Desde entonces, apenas ningún Gobierno se ha resistido a los cantos de sirena de una televisión del pueblo con la que explicar la verdad de sus grandes políticas, incomprendidas por los periódicos privados. La última –pero no será la final– de estas maquinaciones ha sido el intento del PSOE y de Podemos de poner al frente de RTVE a tres periodistas de partido caracterizados por militar en la extrema izquierda y el activismo político. Uno de ellos, Ana Pardo de Vera, advirtió de que, de haber sido elegida, habría prohibido las retransmisiones de las corridas de toros, en cuanto que animalista radical. Y es que no hay forma de que alguien distinga lo que debe ser un servicio público de un medio privado.
Si un día pudo tener sentido que hubiese una iniciativa estatal de televisión, dado su coste y la imposibilidad de la iniciativa privada de llegar a todos los lugares, hace mucho que dejó de tenerlo gracias a la pujanza tecnológica y la economía de mercado, que permitieron, en primer lugar, la emergencia de las televisiones privadas, primero generalistas y gratuitas, más tarde de ofertas específicas y de un pago reducido. Por si fuese poco, Youtube se ha convertido en un gran repositorio de todo tipo de material audiovisual. Y en última instancia la posibilidad de emitir vídeos en directo a través de Twitter, Instagram o Facebook ha roto la última barrera que impedía, por ejemplo, ver a José Tomás torear en directo, ya que cualquiera puede convertirse hoy en día en un canal de televisión individual (eso y no otra cosa son los célebres youtubers).
Sin embargo, las inercias mentales y las tradiciones culturales van muy por detrás del ritmo de destrucción creadora que caracteriza al capitalismo, salvo en los círculos liberales.
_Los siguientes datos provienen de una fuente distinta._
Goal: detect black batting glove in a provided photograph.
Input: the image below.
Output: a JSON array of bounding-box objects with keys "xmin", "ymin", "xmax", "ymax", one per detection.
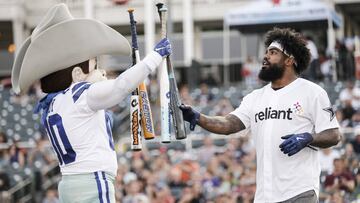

Por esto tanto los conservadores como los socialistas pretenden seguir con sus resabios de propaganda y adoctrinamiento a través de las distintas televisiones públicas que asolan nuestra sensibilidad cultural, nuestra dignidad política y nuestra capacidad económica. El primer óptimo sería cerrar dichos pozos de manipulación, esos agujeros negros del Erario. Pero sería combatir molinos de viento, dada la cantidad de intereses creados e ideologías espurias al servicio del mantenimiento de las televisiones gubernativas. Por lo que un segundo óptimo sería comprometerse con su existencia pero con una finalidad circunscrita a la formación (clases de idiomas), la cultura (conciertos de música clásica, jazz o alternativa, teatro, documentales) y el entretenimiento (como modelo paradigmático, Saber y ganar), junto a un presupuesto financiado a partes iguales por contribuciones voluntarias de los ciudadanos comprometidos con la cultura pública y el Estado. Es decir, que en el caso de que no hubiese ningún donación por parte de la ciudadanía, porque no se mostrase interesada en un servicio público que no es de primera necesidad y se encuentra suficientemente cubierto por las iniciativas privadas, tampoco el Estado sufragaría nada.
Ahora que el Gobierno socialista ha anunciado una regulación de la eutanasia, a lo primero que habría que aplicársela es a la televisión pública.